Na de insectenbeet is de incubatietijd 5-15 maanden, waarin de larven opgroeien tot volwassen wormen.
Symptomen
Het menselijk organisme reageert op zijn beurt op de parasitaire aanval met koortsaanvallen en een aanvankelijk reversibele ontstekingsreactie van de lymfevaten. Het ontstekingsproces veroorzaakt een voorbijgaande zwelling die gepaard gaat met roodheid en jeuk; daarom kunnen orchitis en epididymitis ontstaan.
De chroniciteit van de ontsteking - als gevolg van mechanische obstructie door volwassen wormen, van de stoffen die door hen worden afgegeven en verder verergerd door hun dood en bacteriële superinfecties - bepaalt de late klinische symptomen van de ziekte.
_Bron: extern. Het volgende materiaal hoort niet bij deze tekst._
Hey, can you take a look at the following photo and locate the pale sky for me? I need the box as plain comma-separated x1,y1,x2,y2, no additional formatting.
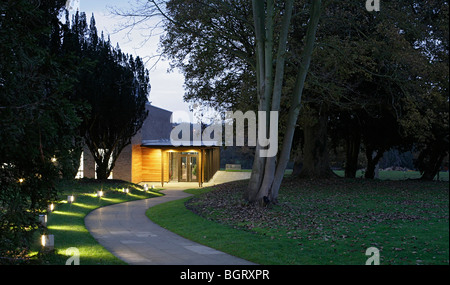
70,0,189,115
In de late fase is er de vorming van lymfatische varices en hydrocele; enkele jaren na de besmetting veroorzaakt de verstopping van de lymfevaten elefantiasis, met abnormale zwelling van de ledematen, het scrotum en/of de borsten. Deze ophopingen van vloeistoffen - die niet voldoende worden afgevoerd door het lymfestelsel - kunnen een "monsterlijke" connotatie krijgen tot een gewicht van 50 kg of meer, met een dikke en verzweerde huid als gevolg van talrijke bacteriële infecties. Dit alles als gevolg van schade aan het lymfestelsel, die niet alleen de reabsorptie van extracellulaire vloeistoffen in gevaar brengt, maar ook de immuunafweer van het lichaam vermindert.
Hoewel filariasis vaak in de kindertijd wordt opgelopen, komt olifantiasis meestal voor op volwassen leeftijd. Aan de andere kant moet worden gezegd dat een goed percentage van de patiënten ondanks de besmetting volledig asymptomatisch blijft.
Diagnose en behandeling
Filariasis kan eenvoudig worden aangetoond door te testen op anti-hartwormantilichamen (IFA, ELISA) of parasietantigenen in een zeer klein bloedmonster.
De geneesmiddelen die worden gebruikt voor de uitroeiing van filariasis zijn Diethyl Carbamazine (DEC) en Albendazol. In de aanwezigheid van elefantiasis wordt bijzondere zorg besteed aan het voorkomen van superinfecties door bacteriën en schimmels, die niet kunnen worden gescheiden van "zorgvuldige persoonlijke hygiëne.